The IOGKF European Gasshuku, which was secured by Scottish black belt Stevie Biggar with help from the Business Tourism Unit at VisitScotland, will be held at the University of Stirling from 28 July to 1 August.
More than 600 goju-ryu karate experts from around the world are expected to descend on the city for the conference, which is being held in Scotland for the first time in 30 years. The event, which will include training as well as seminars for top-level martial artists, is expected to generate more than £1.2 million for the local economy and will be attended by the legendary Morio Higaonna – 10th Dan and founder of the International Okinawan Goju-ryu Karate-do Federation.
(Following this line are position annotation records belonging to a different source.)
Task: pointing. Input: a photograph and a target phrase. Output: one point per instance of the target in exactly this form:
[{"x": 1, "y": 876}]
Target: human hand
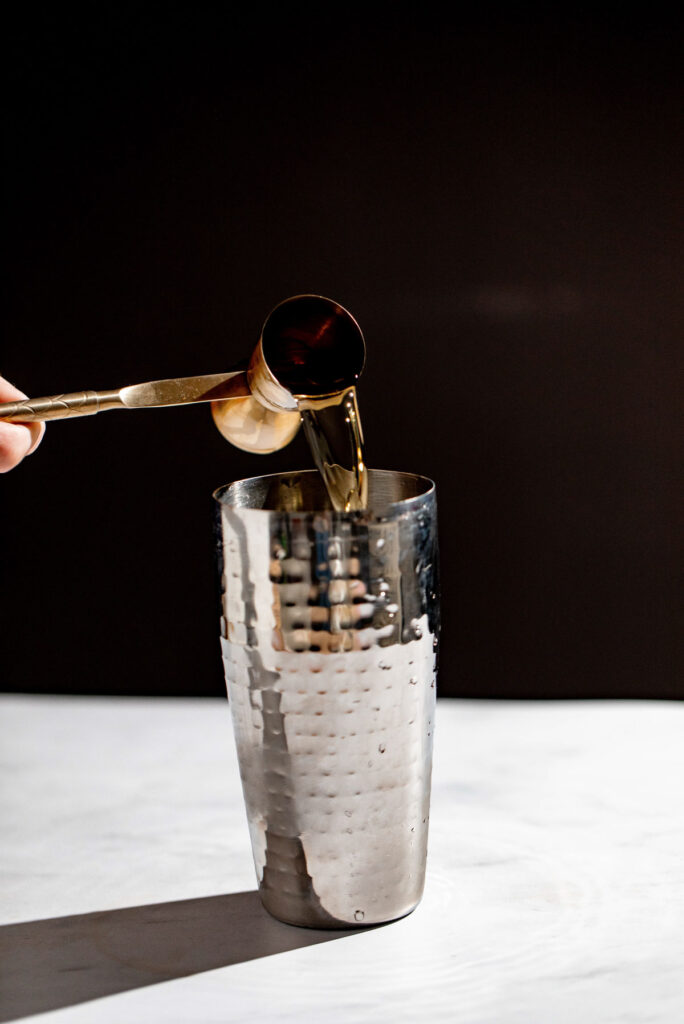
[{"x": 16, "y": 439}]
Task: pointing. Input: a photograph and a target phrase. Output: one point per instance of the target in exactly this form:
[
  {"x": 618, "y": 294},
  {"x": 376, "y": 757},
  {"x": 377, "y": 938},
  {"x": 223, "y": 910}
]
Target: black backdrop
[{"x": 496, "y": 199}]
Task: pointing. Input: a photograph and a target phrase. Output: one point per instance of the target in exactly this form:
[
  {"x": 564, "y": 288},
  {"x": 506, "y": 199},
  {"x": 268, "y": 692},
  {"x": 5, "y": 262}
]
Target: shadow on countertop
[{"x": 60, "y": 962}]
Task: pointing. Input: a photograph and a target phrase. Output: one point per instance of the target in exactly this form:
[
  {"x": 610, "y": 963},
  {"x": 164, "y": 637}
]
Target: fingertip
[
  {"x": 37, "y": 431},
  {"x": 15, "y": 441}
]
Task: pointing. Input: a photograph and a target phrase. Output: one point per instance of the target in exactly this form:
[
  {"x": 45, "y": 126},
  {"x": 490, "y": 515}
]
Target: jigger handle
[
  {"x": 59, "y": 407},
  {"x": 176, "y": 391}
]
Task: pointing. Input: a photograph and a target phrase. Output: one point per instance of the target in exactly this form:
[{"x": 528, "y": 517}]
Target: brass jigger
[{"x": 253, "y": 408}]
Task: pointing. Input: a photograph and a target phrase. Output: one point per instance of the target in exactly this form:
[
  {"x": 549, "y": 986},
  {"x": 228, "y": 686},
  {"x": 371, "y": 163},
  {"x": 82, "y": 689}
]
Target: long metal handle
[
  {"x": 60, "y": 407},
  {"x": 154, "y": 394}
]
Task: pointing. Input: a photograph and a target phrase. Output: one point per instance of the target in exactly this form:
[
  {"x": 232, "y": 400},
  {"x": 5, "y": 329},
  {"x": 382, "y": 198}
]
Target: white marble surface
[{"x": 555, "y": 887}]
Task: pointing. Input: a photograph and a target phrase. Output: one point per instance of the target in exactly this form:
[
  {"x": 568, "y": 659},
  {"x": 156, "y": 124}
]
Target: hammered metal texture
[{"x": 330, "y": 633}]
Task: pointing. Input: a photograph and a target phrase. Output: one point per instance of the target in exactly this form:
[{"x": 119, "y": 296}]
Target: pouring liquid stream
[{"x": 333, "y": 428}]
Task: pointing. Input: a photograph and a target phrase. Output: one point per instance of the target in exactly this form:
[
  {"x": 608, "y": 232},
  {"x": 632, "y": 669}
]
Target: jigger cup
[{"x": 329, "y": 636}]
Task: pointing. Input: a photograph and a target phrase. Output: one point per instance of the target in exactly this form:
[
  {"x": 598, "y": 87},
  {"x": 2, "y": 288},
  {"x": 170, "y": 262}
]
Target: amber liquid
[
  {"x": 334, "y": 432},
  {"x": 315, "y": 350}
]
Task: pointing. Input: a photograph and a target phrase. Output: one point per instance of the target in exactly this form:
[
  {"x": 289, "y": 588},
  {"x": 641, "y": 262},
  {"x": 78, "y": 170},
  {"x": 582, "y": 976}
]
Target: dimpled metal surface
[{"x": 329, "y": 636}]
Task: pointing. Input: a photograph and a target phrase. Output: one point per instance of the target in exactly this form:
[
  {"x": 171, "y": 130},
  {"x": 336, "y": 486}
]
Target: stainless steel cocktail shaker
[{"x": 329, "y": 633}]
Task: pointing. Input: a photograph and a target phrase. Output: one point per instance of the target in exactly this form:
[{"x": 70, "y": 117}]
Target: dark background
[{"x": 496, "y": 198}]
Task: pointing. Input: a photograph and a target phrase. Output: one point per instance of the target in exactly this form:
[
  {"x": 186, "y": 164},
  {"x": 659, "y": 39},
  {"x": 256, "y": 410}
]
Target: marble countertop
[{"x": 555, "y": 887}]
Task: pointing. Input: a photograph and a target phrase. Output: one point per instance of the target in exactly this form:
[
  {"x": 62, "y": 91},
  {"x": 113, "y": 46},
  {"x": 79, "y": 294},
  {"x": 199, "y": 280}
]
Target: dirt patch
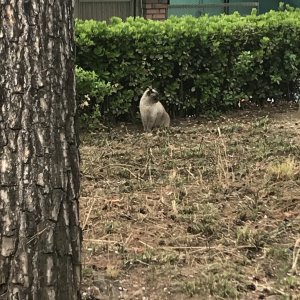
[{"x": 208, "y": 210}]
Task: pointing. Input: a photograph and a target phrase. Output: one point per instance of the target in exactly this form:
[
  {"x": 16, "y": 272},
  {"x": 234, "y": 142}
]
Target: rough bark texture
[{"x": 39, "y": 162}]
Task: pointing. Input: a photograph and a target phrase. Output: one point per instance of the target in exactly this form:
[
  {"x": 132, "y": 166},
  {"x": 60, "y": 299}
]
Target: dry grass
[{"x": 208, "y": 210}]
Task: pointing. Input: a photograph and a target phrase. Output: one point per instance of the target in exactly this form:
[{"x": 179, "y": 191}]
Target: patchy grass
[{"x": 207, "y": 210}]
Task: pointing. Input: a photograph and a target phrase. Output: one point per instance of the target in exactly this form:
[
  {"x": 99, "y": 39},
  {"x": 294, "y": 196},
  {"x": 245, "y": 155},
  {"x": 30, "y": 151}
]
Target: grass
[{"x": 206, "y": 210}]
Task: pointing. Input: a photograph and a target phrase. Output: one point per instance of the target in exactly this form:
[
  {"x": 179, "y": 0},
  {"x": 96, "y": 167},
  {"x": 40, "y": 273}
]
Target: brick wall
[{"x": 155, "y": 9}]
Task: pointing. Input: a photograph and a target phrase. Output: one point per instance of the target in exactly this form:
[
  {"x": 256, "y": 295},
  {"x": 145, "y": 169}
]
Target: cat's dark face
[{"x": 153, "y": 94}]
Stevie Biggar, a 3rd Dan and Chairman of the Scottish Goju-Ryu Karate-Do Association (SGKA), said: “I have been looking forward to this for five years, when I first bid for the conference, and it’s an absolute dream to bring such a prestigious event to Scotland. Selling Stirling as a destination was vital to winning the bid, and the VisitScotland Business Tourism Unit were instrumental in helping us to promote the tourism aspect.
“I am looking forward to welcoming goju-ryu experts from around the world to Stirling this summer for what promises to be an unforgettable event.”
During the week of the event, karate delegates from countries such as Japan, Australia, New Zealand, Canada and the Czech Republic will enjoy visits to popular local tourism spots such as the Wallace Monument, Stirling Castle, Loch Katrine and Bannockburn.
Kerry Watson, Associations Marketing Manager of VisitScotland’s Business Tourism Unit, said: “Stirling is already gearing up for a memorable summer thanks to events such as Bannockburn Live, Armed Forces Day and Pipefest, and the staging of the European Gasshuku is another excellent coup for the city. The fact Stirling was named as the conference venue was just reward for Stevie’s hard work and enthusiasm and we were delighted to be able to help him put the bid together. Business tourism is a £1.9 billion industry and events such as this are key to driving Scotland’s visitor economy.”